Next up, crude oil. India depends upon imports for a major portion of crude oil it consumes. About 70 percent of it is imported from the gulf. With the rupee encumbered by international demand for the dollar, crude oil prices can skyrocket.
Fuel has a major role to play in the price of food as well, since cost of transportation is directly connected to it. Transported goods from one country to another will also result in the rise in price of various food items. Soaps and shampoos, deodorants and perfumes, detergents other fast moving consumer goods could be charged more.
The gradual decline in rupee will come as bad news for interested Indians flocking to foreign abodes on vacation. With the rupee bowing to foreign pressure, finding R&R on trips could be short lived.
Air fares could go up, owing to the fuel surcharge. Shopping could become costlier, not to mention the stay will see an increase too. City tours, local cuisines and generally eating out can be heavy on the billfold.
While many travellers plan their vacation way in advance, especially the ones heading for foreign shores, those who want a quick getaway might have to look inland, like Goa, Manali and Simla, for spending their well-earned rest. Closer destinations like the Andaman and Nicobar Islands, Maldives and so on may feel like a better spot to rest one’s head. Tourists could also try and avoid non-dollar vacation spots and rely on places like Thailand, Malaysia in south-east Asia or may even head over to Dubai and Doha.
Students who find opportunities to go study at international universities have to rely on education loans, or a fat family purse, to pursue their desired course.
With the rupee hovering in the 60s, many students will now find it difficult to sustain more completely than they were able to when the rupee figured in the 50-level category.

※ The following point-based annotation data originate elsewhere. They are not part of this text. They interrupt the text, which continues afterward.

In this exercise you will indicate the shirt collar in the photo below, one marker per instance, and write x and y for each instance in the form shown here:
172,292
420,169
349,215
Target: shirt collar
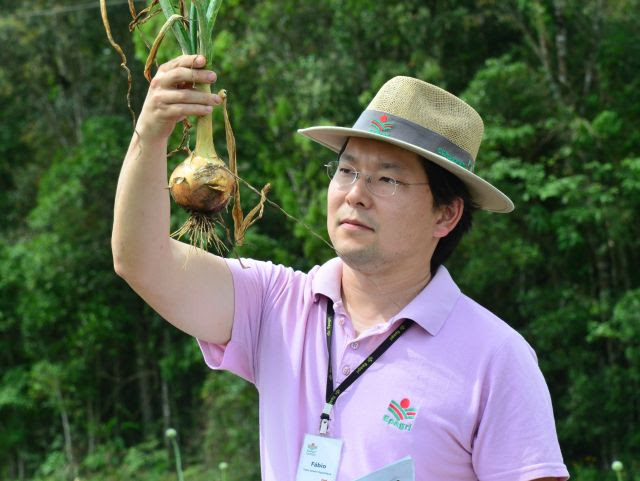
430,308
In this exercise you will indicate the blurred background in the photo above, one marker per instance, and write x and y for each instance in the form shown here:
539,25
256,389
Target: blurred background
90,377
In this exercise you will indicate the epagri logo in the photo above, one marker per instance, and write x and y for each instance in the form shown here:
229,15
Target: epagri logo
400,414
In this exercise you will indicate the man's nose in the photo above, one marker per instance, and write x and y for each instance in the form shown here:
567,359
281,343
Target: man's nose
358,192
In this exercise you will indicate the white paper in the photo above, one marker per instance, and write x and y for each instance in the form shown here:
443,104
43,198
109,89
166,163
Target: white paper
401,470
319,458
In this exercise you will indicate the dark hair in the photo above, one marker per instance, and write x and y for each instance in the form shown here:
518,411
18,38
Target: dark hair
445,188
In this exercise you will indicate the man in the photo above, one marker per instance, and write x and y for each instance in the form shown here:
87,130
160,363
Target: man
376,355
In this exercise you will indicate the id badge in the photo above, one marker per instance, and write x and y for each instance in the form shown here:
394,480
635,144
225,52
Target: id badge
319,458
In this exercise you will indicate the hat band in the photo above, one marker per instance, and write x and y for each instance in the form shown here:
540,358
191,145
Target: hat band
389,125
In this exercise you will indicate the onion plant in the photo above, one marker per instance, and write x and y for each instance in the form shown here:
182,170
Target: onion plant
203,184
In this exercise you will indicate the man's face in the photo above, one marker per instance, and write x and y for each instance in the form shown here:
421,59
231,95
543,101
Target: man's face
371,233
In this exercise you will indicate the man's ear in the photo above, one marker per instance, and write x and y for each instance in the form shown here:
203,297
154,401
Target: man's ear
448,217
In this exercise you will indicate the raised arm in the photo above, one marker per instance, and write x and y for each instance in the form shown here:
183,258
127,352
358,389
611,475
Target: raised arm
190,288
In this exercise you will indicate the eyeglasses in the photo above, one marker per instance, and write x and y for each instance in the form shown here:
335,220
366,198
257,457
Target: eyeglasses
345,175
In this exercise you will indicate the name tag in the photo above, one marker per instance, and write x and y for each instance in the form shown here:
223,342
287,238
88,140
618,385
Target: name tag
319,458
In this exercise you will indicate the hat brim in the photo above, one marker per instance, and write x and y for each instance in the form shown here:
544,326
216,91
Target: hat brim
485,195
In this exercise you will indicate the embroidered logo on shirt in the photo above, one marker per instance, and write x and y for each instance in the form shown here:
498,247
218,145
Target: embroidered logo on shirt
400,413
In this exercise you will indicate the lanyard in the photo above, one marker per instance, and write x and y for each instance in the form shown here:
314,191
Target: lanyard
332,394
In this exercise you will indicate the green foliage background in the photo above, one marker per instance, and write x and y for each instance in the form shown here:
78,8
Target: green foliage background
90,377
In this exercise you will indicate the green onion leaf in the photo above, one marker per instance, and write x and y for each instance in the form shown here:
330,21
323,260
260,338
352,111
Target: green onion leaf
178,28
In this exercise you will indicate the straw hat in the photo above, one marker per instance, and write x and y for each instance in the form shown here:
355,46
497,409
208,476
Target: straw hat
429,121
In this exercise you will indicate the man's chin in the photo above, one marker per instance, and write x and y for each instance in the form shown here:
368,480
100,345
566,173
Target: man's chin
358,258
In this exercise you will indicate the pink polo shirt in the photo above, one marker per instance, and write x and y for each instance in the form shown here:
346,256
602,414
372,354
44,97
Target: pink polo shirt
460,391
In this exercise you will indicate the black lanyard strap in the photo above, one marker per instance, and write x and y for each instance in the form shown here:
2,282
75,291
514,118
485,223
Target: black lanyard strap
331,393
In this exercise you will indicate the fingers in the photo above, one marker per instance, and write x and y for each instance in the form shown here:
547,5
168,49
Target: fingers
171,78
189,96
191,61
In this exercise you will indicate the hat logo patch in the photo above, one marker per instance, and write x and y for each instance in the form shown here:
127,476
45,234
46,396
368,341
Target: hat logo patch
381,126
445,153
400,414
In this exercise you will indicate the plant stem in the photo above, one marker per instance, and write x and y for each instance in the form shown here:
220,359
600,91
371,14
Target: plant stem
176,452
204,130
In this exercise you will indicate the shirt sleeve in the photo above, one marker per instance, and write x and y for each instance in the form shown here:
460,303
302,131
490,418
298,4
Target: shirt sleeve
516,437
252,282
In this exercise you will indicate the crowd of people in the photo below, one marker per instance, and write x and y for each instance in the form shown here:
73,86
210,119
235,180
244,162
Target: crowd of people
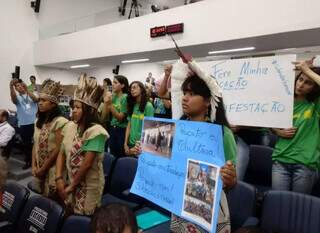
66,155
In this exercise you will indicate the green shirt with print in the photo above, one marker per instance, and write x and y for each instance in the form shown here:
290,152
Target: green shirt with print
303,148
95,144
120,104
229,145
136,122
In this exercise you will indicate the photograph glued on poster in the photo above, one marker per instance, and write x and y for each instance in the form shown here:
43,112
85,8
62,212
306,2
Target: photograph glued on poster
180,171
157,137
199,192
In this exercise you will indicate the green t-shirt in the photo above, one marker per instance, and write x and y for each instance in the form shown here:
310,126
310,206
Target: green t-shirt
229,145
32,88
95,144
120,104
303,148
136,122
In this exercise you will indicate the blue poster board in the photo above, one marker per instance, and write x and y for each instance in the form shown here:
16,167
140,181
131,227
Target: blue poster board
179,168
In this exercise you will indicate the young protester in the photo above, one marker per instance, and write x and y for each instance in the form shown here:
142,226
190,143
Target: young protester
202,101
296,156
47,138
26,103
116,106
3,179
114,218
82,152
138,108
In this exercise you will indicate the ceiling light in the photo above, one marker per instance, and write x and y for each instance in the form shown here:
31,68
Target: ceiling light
135,61
79,66
232,50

Many students who have taken up education loans will have to bear the brunt of a depreciating rupee. While the loan is taken in rupees, the expenses are borne in dollar or the currency of the country, thereby overhauling the education and stay altogether.

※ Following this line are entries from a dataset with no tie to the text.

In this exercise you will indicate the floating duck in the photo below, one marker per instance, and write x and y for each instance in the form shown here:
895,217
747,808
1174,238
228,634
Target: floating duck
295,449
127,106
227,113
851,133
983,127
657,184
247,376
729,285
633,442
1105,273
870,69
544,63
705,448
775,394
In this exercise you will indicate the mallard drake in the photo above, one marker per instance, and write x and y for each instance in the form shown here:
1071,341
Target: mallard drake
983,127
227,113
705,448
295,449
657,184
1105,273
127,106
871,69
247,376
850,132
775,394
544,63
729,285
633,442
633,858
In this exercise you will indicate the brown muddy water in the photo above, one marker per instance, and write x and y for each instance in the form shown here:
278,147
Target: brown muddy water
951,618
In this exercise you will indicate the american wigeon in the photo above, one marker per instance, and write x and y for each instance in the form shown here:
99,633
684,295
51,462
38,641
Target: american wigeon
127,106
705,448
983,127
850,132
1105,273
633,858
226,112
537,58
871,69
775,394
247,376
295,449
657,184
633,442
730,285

Depending on the exchange rate, increase in one rupee could result in lakhs for a student.
Therefore, USD 100,000 for a student which would a month or two ago cost 55-58 lakhs could go up as much as by Rs 62-64 lakhs.
In times like these, individuals studying in foreign universities have no other option but to work part time or ask their respective banks to increase their loan amount. The onus of gathering more funds is greatly borne by students when the rupee takes a divebomb!

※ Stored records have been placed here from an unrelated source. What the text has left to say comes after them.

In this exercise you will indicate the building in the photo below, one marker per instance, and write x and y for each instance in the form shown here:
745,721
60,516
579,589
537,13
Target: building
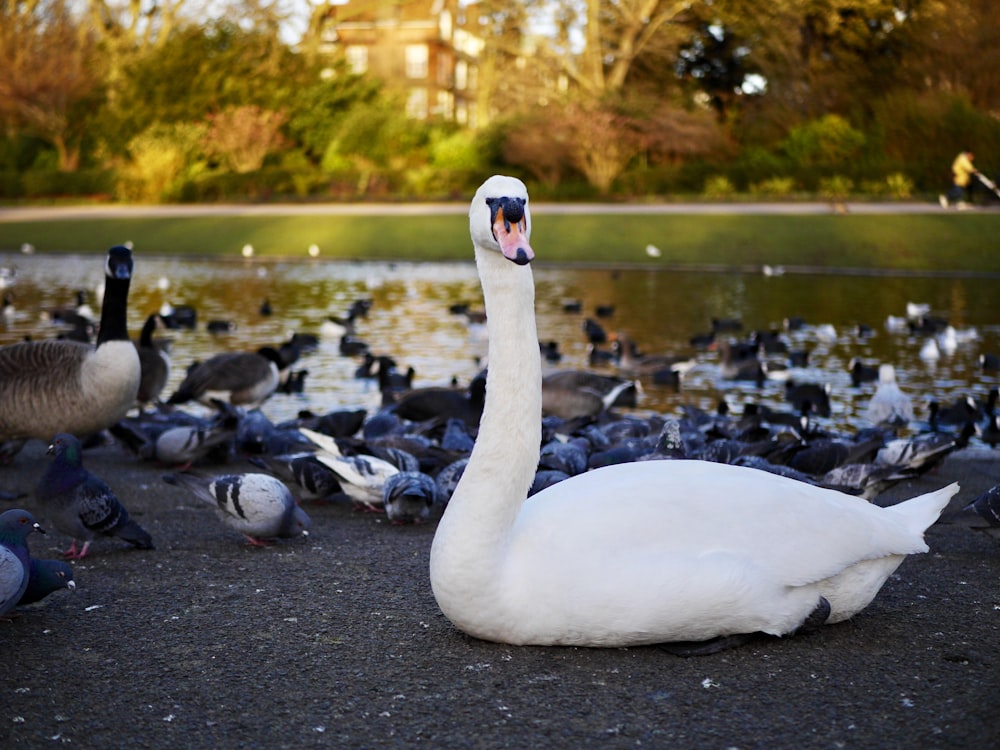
428,49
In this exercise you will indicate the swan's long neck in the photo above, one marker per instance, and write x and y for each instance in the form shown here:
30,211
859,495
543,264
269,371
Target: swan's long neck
471,537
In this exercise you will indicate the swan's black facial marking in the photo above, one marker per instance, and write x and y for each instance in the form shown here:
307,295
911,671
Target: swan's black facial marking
507,215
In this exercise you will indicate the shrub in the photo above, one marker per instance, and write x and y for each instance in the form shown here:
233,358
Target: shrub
774,187
898,185
836,187
160,159
718,186
828,141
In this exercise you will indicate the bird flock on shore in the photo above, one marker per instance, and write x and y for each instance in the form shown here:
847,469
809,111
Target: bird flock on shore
95,384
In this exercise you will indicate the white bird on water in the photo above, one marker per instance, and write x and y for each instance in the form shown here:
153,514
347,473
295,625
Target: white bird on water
640,553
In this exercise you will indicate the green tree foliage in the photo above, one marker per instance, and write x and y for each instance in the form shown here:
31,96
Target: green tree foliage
242,137
827,141
318,113
159,160
622,94
198,71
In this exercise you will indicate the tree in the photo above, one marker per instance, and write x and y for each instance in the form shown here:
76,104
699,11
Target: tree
201,70
49,75
241,137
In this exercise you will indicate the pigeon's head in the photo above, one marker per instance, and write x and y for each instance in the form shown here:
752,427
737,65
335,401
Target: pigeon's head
16,524
66,447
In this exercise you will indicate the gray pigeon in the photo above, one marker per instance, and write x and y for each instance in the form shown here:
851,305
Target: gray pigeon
44,577
409,497
15,525
81,504
258,506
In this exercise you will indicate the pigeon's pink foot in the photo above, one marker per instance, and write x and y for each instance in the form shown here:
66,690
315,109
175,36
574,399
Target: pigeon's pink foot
255,542
73,554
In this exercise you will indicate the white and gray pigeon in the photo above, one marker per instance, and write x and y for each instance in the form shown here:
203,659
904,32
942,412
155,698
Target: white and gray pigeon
306,475
15,562
81,504
258,506
362,478
409,497
44,577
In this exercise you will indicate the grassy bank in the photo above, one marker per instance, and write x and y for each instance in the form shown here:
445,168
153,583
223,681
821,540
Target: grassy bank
911,242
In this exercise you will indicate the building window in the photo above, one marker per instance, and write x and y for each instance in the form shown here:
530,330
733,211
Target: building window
445,105
416,61
357,58
416,104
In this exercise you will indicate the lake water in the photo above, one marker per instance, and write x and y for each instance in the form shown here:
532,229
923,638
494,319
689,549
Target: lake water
659,309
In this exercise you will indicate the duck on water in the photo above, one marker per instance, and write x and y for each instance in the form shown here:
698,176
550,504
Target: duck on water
642,553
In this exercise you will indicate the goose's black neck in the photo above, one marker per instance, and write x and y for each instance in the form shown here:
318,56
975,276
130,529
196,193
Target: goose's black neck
114,309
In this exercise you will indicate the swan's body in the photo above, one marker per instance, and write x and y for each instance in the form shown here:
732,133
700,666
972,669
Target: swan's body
636,553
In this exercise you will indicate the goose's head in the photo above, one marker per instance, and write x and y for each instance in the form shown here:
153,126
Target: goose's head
119,263
499,218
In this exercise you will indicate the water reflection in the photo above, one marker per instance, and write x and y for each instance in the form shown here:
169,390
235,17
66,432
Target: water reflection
409,319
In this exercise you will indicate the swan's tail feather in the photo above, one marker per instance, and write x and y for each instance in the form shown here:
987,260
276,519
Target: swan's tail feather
920,512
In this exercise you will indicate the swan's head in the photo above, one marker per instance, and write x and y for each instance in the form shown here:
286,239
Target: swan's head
499,218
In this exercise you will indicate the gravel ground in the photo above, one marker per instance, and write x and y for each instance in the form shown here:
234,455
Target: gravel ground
335,640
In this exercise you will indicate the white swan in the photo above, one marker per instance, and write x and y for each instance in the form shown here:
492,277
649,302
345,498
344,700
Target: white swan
638,553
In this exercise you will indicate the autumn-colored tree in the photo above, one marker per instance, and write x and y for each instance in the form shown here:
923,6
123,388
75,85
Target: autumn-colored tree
242,137
49,74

The automobiles industry has been quivering due to lack of sales in these past few months. It has been declining at a steady rate, impacted by a nose-diving rupee.
That has not deterred adamant car buyers to look the other way. In fact, those who wish to buy a new vehicle book it way in advance. But there are some factors that result in the slowing down of the auto sector in the country.
Primarily, cost of imported components will have to be handled by the industry due to the free fall in rupee.
Imported cars sold in India are bought in Indian rupees at a rate far exceeding the original price. Judging by the slot the rupee has on the foreign market, these luxury rides will carry a hefty price tag.
Car makers will have to increase rates on their vehicles to protect margins. Increase may come from the country’s biggest car maker Maruti Suzuki to foreign brands like Volkswagen, Toyota, and Honda and many others.
Electronics and Entertainment
Consumer durables, like imported laptops, tablets, HD TVs and mobile phones which have imported complements embedded will be become more expensive. Those who look towards foreign markets to purchase their electronics have to come to terms with the dive that the rupee has taken. For instance, the much-awaited entertainment systems, Sony Playstation 4 an Xbox One, priced at USD 399 and USD 499 will cost more than Rs 30,000 due to the price sensitive nature of the Indian currency.
Avid readers will find it difficult to pay for imported paperback as the cost of these books, as well as the cost of sourcing will go up.
International food chains will also have to put up with the plunge that the rupee has taken.